Oroco Resource Corp. Wins Xochipala Appeal
Feb 7 14
Oroco Resource Corp. announced that the Federal Tribunal of Mexico has granted the company's appeal of the decision of the lower Federal District Court and has ordered that all aspects of the 2011 Guerrero State Court auction (the Court Auction) of a 50% interest in the Celia Gene and a 100% interest in the Celia Generosa concessions (the Camacho Interest) be set aside. The decision of the Federal Tribunal confirmed that the company's subsidiary, Minera Xochipala, S.A. de C.V., is the sole registered owner of 100% of each of the Celia Gene and Celia Generosa concessions (the Xochipala Property) and terminated the competing claim of Mr. Avinadain Bautista (Bautista) arising from the Court Auction of the Camacho Interest. The Federal Tribunal also dismissed the appeal by Bautista which sought to enforce his claim to the Camacho Interest. Upon granting the company's amparo and setting aside the entire Court Auction process, the Federal Tribunal determined that Bautista had no legal claim or interest in the concessions and thus had no legal standing to petition the courts. The decision of the Federal Tribunal is final, with no appeal available.

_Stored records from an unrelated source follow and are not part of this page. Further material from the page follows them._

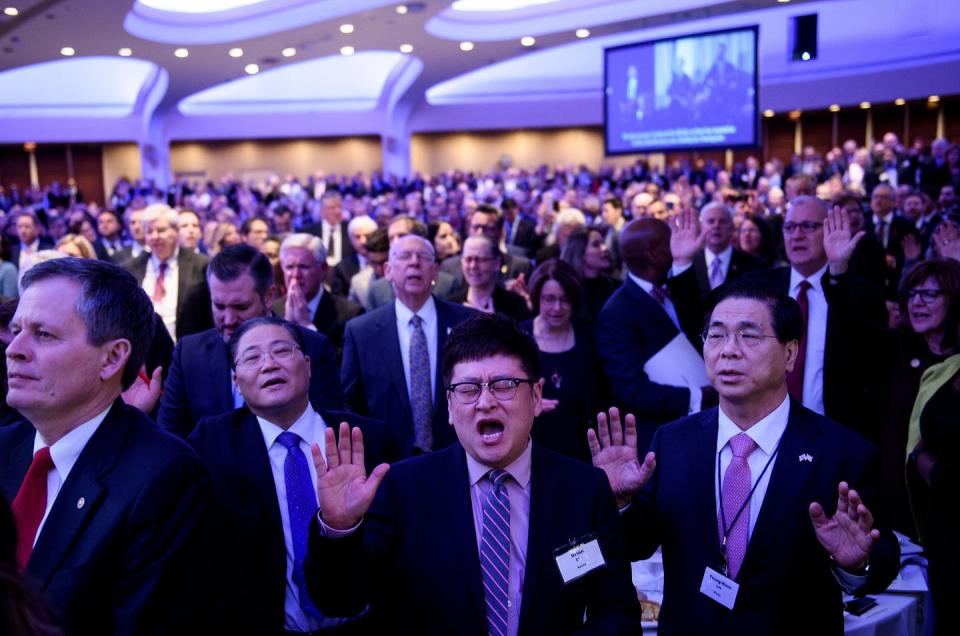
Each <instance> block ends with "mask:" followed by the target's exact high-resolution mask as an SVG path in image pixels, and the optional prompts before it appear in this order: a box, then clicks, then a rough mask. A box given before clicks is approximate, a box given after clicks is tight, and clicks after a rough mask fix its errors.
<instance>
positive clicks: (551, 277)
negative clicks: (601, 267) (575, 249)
mask: <svg viewBox="0 0 960 636" xmlns="http://www.w3.org/2000/svg"><path fill="white" fill-rule="evenodd" d="M578 229H579V228H578ZM551 280H555V281H557V283H558V284H559V285H560V286H561V287H563V293H565V294H566V295H567V299H568V300H569V301H570V305H571V307H572V308H573V313H574V314H576V313H577V312H578V311H579V310H580V303H581V302H582V295H583V294H582V291H581V288H580V286H581V285H582V282H581V278H580V273H579V272H578V271H577V270H576V269H575V268H574V267H573V265H571V264H570V263H568V262H566V261H561V260H559V259H556V258H551V259H550V260H548V261H544V262H543V263H542V264H541V265H540V267H538V268H537V269H536V270H534V272H533V275H532V276H531V277H530V302H531V303H533V313H534V315H539V314H540V294H541V293H543V286H544V285H546V284H547V281H551Z"/></svg>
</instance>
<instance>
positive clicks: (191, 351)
mask: <svg viewBox="0 0 960 636" xmlns="http://www.w3.org/2000/svg"><path fill="white" fill-rule="evenodd" d="M311 238H314V237H311ZM207 280H208V283H209V286H210V295H211V299H212V303H211V309H212V313H213V319H214V327H213V328H212V329H207V330H206V331H203V332H201V333H198V334H194V335H192V336H187V337H186V338H183V339H182V340H180V341H179V342H178V343H177V346H176V348H175V349H174V352H173V362H172V364H171V365H170V372H169V373H168V375H167V380H166V383H165V385H164V391H163V396H162V397H161V399H160V411H159V413H158V414H157V422H158V423H159V424H160V426H161V427H163V428H165V429H167V430H168V431H170V432H172V433H175V434H177V435H179V436H180V437H186V436H187V435H189V434H190V431H192V430H193V428H194V426H196V424H197V422H199V421H200V420H201V419H202V418H204V417H212V416H214V415H220V414H221V413H226V412H228V411H232V410H233V409H235V408H238V407H240V406H242V405H243V396H242V394H241V393H240V392H239V390H238V389H237V386H236V384H235V382H234V380H233V376H232V372H231V364H230V357H229V355H228V352H227V341H228V340H229V339H230V336H231V335H233V332H234V331H236V330H237V329H238V328H239V327H240V325H242V324H243V323H244V322H246V321H247V320H251V319H253V318H260V317H263V316H269V315H270V306H271V304H272V301H273V297H274V294H275V293H276V288H275V287H274V284H273V267H272V266H271V265H270V261H269V260H268V259H267V257H266V256H264V255H263V254H261V253H260V252H259V251H258V250H257V249H256V248H254V247H251V246H250V245H232V246H230V247H227V248H224V250H223V251H222V252H220V253H219V254H217V255H216V256H215V257H214V258H213V260H212V261H211V262H210V267H209V268H208V270H207ZM300 329H301V330H302V331H303V338H302V339H303V342H304V353H305V354H306V355H307V356H309V358H310V364H311V367H312V375H311V378H310V400H311V402H312V403H313V405H314V407H315V408H318V409H338V408H340V407H341V405H342V404H343V395H342V392H341V390H340V376H339V374H338V370H337V362H336V354H335V352H334V349H333V345H332V344H331V342H330V340H329V339H328V338H327V337H326V336H324V335H323V334H319V333H316V332H315V331H312V330H308V329H305V328H303V327H300Z"/></svg>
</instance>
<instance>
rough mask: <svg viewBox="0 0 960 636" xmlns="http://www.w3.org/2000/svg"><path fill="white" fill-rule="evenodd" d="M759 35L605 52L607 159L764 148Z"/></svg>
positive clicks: (741, 35) (685, 40) (703, 40)
mask: <svg viewBox="0 0 960 636" xmlns="http://www.w3.org/2000/svg"><path fill="white" fill-rule="evenodd" d="M757 129H758V126H757V27H756V26H751V27H744V28H740V29H734V30H728V31H717V32H712V33H701V34H696V35H689V36H681V37H675V38H670V39H665V40H657V41H654V42H641V43H638V44H629V45H626V46H618V47H615V48H610V49H605V50H604V137H605V143H606V151H607V154H610V155H614V154H626V153H640V152H650V151H667V150H683V149H687V150H689V149H709V148H731V147H736V146H755V145H756V144H757Z"/></svg>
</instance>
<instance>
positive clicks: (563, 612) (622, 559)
mask: <svg viewBox="0 0 960 636" xmlns="http://www.w3.org/2000/svg"><path fill="white" fill-rule="evenodd" d="M531 464H532V465H531V478H530V528H529V535H528V537H529V538H528V542H527V554H526V567H525V570H524V580H523V595H522V596H523V601H522V606H521V609H520V623H519V630H518V631H519V633H520V634H550V635H551V636H558V635H563V634H573V633H577V634H604V635H608V634H609V635H614V634H638V633H640V627H639V624H638V622H637V621H638V616H637V609H638V608H637V601H636V592H635V590H634V589H633V585H632V584H631V581H630V566H629V563H627V561H626V559H625V558H624V546H623V535H622V531H621V527H620V524H619V523H618V521H617V513H616V510H615V508H614V504H613V497H612V495H611V493H610V486H609V484H608V483H607V482H606V477H605V476H604V475H603V474H602V473H600V472H599V471H598V470H597V469H595V468H593V467H591V466H586V465H584V464H582V463H580V462H577V461H576V460H573V459H569V458H567V457H563V456H561V455H558V454H556V453H553V452H551V451H548V450H545V449H541V448H539V447H537V446H536V445H534V446H533V449H532V460H531ZM424 493H430V496H424ZM313 525H314V528H313V529H312V531H311V534H310V547H309V550H308V554H307V560H306V562H305V564H304V570H305V572H306V576H307V583H308V585H309V586H310V590H311V594H312V596H313V599H314V601H315V602H316V603H317V605H318V607H319V608H320V610H321V611H326V612H328V613H330V614H331V615H350V614H352V613H355V612H356V611H359V610H362V609H363V608H364V607H365V605H366V603H367V602H368V601H369V603H370V613H371V618H372V619H373V621H374V622H375V624H379V625H382V626H383V627H382V629H381V630H380V631H374V632H372V633H388V632H389V631H390V630H389V629H388V628H387V627H388V626H389V625H391V624H393V625H396V621H397V620H401V621H402V623H403V626H404V630H405V631H406V632H407V633H411V634H423V635H436V636H440V635H443V636H447V635H449V634H463V635H473V636H480V635H481V634H484V635H485V634H487V633H488V627H487V620H486V604H485V601H484V596H483V583H482V579H481V572H480V558H479V553H478V549H477V541H476V531H475V529H474V522H473V508H472V505H471V500H470V485H469V481H468V474H467V464H466V456H465V453H464V450H463V448H462V447H461V446H460V445H459V444H455V445H453V446H451V447H449V448H447V449H444V450H443V451H440V452H437V453H432V454H430V455H427V456H424V457H418V458H414V459H411V460H409V461H404V462H401V463H399V464H397V465H395V466H394V467H393V468H392V469H391V470H390V472H389V473H387V476H386V478H385V479H384V481H383V483H382V484H381V485H380V488H379V490H378V491H377V494H376V497H375V499H374V502H373V505H372V506H371V508H370V510H369V511H368V513H367V514H366V515H365V517H364V520H363V523H362V524H361V527H360V529H359V530H358V531H357V532H355V533H354V534H352V535H350V536H349V537H347V538H344V539H324V538H322V537H320V535H319V532H318V530H317V528H316V526H317V523H316V521H314V523H313ZM589 533H595V534H596V535H597V537H598V539H599V542H600V547H601V551H602V552H603V556H604V559H605V561H606V565H605V566H603V567H601V568H598V569H596V570H594V571H592V572H590V573H588V574H586V575H585V576H583V577H582V578H580V579H578V580H576V581H574V582H572V583H570V584H569V585H564V584H563V580H562V578H561V576H560V571H559V569H558V568H557V564H556V561H555V560H554V555H553V551H554V550H555V549H556V548H560V547H562V546H564V545H566V544H568V543H569V542H570V540H571V538H574V539H577V538H580V537H583V536H585V535H587V534H589ZM333 573H336V574H335V575H334V574H333ZM584 611H586V615H587V622H586V624H584Z"/></svg>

Oroco Resource Corp. Announces Amendment to its Articles
Jan 27 14
Oroco Resource Corp. announced the approval by its shareholders of an amendment to its articles to include advance-notice provisions which will provide shareholders, directors and management of the company with direction on the procedure for shareholder nomination of directors. The purpose of the advance- notice provisions is to ensure that all shareholders, including those participating in a meeting by proxy rather than in person, receive adequate notice of the nominations to be considered at a meeting and can thereby exercise their voting rights in an informed manner. The board of the company believes that the amendments provide a clear and transparent process for all shareholders to follow if they intend to nominate directors. In that regard, the amendments provide a reasonable time frame for shareholders to notify the company of their intention to nominate directors and require shareholders to disclose information concerning the proposed nominees that is mandated by applicable securities laws. The board will be able to evaluate the proposed nominees' qualifications and suitability as directors, and respond as appropriate in the best interests of the company.